ECLI:NL:HR:2007:BA2269
Hoge Raad
- Cassatie
- G.J.M. Corstens
- B.C. de Savornin Lohman
- J.W. Ilsink
- Rechtspraak.nl
Bepaling van wederrechtelijk verkregen voordeel in drugshandel
In deze zaak heeft de Hoge Raad op 5 juni 2007 uitspraak gedaan in een cassatieprocedure tegen een beslissing van het Gerechtshof te Arnhem. De zaak betreft de bepaling van het wederrechtelijk verkregen voordeel van de betrokkene, die was veroordeeld voor opzettelijk handelen in strijd met de Opiumwet. Het hof had vastgesteld dat er een bedrag van € 14.064,17 aan wederrechtelijk verkregen voordeel was, maar de betrokkene voerde aan dat een deel van dit bedrag, namelijk € 9.000,-, door hem van een derde was geleend en dus niet als wederrechtelijk verkregen kon worden aangemerkt.

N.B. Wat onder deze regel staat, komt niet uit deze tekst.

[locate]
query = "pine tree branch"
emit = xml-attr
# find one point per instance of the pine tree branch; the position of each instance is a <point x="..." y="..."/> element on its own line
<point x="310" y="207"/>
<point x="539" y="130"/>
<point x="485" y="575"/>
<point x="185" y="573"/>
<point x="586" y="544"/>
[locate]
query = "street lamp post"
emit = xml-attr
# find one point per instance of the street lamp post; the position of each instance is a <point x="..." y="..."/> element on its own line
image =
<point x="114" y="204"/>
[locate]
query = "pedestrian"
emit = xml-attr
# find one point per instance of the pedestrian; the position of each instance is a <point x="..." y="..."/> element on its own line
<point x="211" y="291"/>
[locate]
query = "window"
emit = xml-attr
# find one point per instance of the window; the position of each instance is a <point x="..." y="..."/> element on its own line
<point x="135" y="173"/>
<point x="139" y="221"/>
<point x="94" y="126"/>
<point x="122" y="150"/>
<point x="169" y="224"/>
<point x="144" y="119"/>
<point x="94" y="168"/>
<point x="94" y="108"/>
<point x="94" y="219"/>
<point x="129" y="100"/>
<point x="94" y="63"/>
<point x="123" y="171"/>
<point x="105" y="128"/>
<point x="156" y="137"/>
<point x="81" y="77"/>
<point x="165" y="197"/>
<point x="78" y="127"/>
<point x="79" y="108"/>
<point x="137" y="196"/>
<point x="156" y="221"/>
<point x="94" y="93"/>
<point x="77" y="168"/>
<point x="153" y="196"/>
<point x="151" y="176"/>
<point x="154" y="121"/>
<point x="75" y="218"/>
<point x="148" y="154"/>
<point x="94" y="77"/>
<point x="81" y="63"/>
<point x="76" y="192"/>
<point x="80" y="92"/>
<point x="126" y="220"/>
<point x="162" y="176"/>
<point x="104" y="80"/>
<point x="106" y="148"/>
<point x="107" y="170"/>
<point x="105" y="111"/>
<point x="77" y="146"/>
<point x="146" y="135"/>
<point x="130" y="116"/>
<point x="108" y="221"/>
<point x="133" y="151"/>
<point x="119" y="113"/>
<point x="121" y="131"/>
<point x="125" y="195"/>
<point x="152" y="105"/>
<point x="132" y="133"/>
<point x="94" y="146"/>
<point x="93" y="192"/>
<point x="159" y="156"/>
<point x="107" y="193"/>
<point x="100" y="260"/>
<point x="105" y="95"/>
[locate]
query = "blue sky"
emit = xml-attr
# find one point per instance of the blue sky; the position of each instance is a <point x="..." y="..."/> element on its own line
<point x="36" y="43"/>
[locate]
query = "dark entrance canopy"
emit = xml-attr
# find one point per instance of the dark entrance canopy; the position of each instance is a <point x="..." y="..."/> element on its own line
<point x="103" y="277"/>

De Hoge Raad oordeelde dat het hof onvoldoende had gemotiveerd waarom het totale bedrag van € 14.064,17 als wederrechtelijk verkregen voordeel werd aangemerkt, terwijl het hof zelf had aangenomen dat een deel van dit bedrag geleend was. De bewijsredenering van het hof werd als tekortkomend beschouwd, omdat het hof niet voldoende had onderbouwd hoe het tot de schatting van het wederrechtelijk verkregen voordeel was gekomen. De Hoge Raad vernietigde de uitspraak van het hof en verwees de zaak terug naar het Gerechtshof te Arnhem voor een nieuwe beoordeling. De uitspraak benadrukt het belang van een zorgvuldige motivering bij de vaststelling van wederrechtelijk verkregen voordeel in drugszaken.